JAKARTA (RIAUPOS.CO) — Pemerintah menegaskan tidak akan menambah kuota impor bahan bakar minyak (BBM) untuk stasiun pengisian bahan bakar umum (SPBU) swasta yang belakangan mengalami kekosongan stok. Sebagai solusi, SPBU swasta disarankan membeli pasokan BBM dari PT Pertamina (Persero).
Menteri Energi dan Sumber Daya Mineral (ESDM) Bahlil Lahadalia menjelaskan, opsi tambahan impor akan berdampak pada neraca dagang. “Pertamina itu representasi negara. Kalau pemerintah memberi tambahan impor lagi, justru bisa memperburuk neraca perdagangan,” ujarnya di Jakarta, Kamis (18/9).
Dirjen Migas Kementerian ESDM, Laode Sulaeman, menambahkan pihaknya sudah memanggil perwakilan SPBU swasta dan Pertamina untuk menyinkronkan data terkait kebutuhan dan kelebihan kuota BBM masing-masing.
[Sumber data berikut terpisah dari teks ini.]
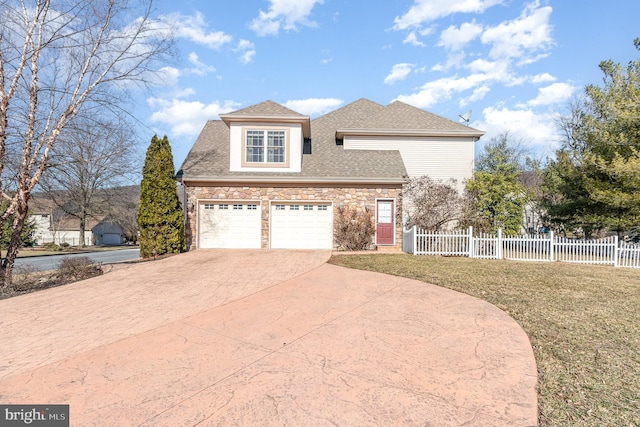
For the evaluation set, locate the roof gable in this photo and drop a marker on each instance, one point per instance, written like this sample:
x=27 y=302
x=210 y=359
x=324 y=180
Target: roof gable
x=268 y=112
x=399 y=117
x=266 y=108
Hingga kini, SPBU swasta seperti Shell dan BP AKR belum mengajukan tambahan kuota resmi, karena masih melakukan evaluasi internal.
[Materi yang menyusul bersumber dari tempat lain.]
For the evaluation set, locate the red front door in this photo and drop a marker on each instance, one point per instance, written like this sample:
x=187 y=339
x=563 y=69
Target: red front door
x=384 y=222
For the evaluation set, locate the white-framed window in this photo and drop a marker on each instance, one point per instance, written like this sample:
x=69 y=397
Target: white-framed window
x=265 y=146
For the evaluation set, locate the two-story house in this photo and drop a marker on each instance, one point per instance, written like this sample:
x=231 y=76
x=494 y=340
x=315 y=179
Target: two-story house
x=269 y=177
President Director & Managing Director Mobility Shell Indonesia, Ingrid Siburian, mengakui kelangkaan BBM masih akan berlangsung dengan durasi yang belum bisa dipastikan. “Namun Shell tetap berkomitmen memastikan distribusi dan ketersediaan produk BBM di jaringan SPBU kami,” jelasnya.
Selain itu, Shell juga berkoordinasi dengan Kementerian ESDM dan pihak terkait untuk menjaga kelangsungan pasokan BBM di lapangan.
Sementara itu, pengamat energi Universitas Gadjah Mada menilai kebijakan impor satu pintu melalui Pertamina bisa memukul iklim investasi. Menurutnya, perusahaan asing sejak awal bersedia berinvestasi di SPBU Indonesia karena tata kelola migas hilir yang liberal—bebas mendirikan SPBU, bebas mengadakan BBM sesuai kuota, dan bebas menentukan harga jual sesuai mekanisme pasar.
“Dengan kebijakan baru ini, pemerintah seolah mengembalikan tata kelola sektor hilir dari sistem liberal menjadi regulated,” jelas Fahmy, pengamat energi UGM.(jpg)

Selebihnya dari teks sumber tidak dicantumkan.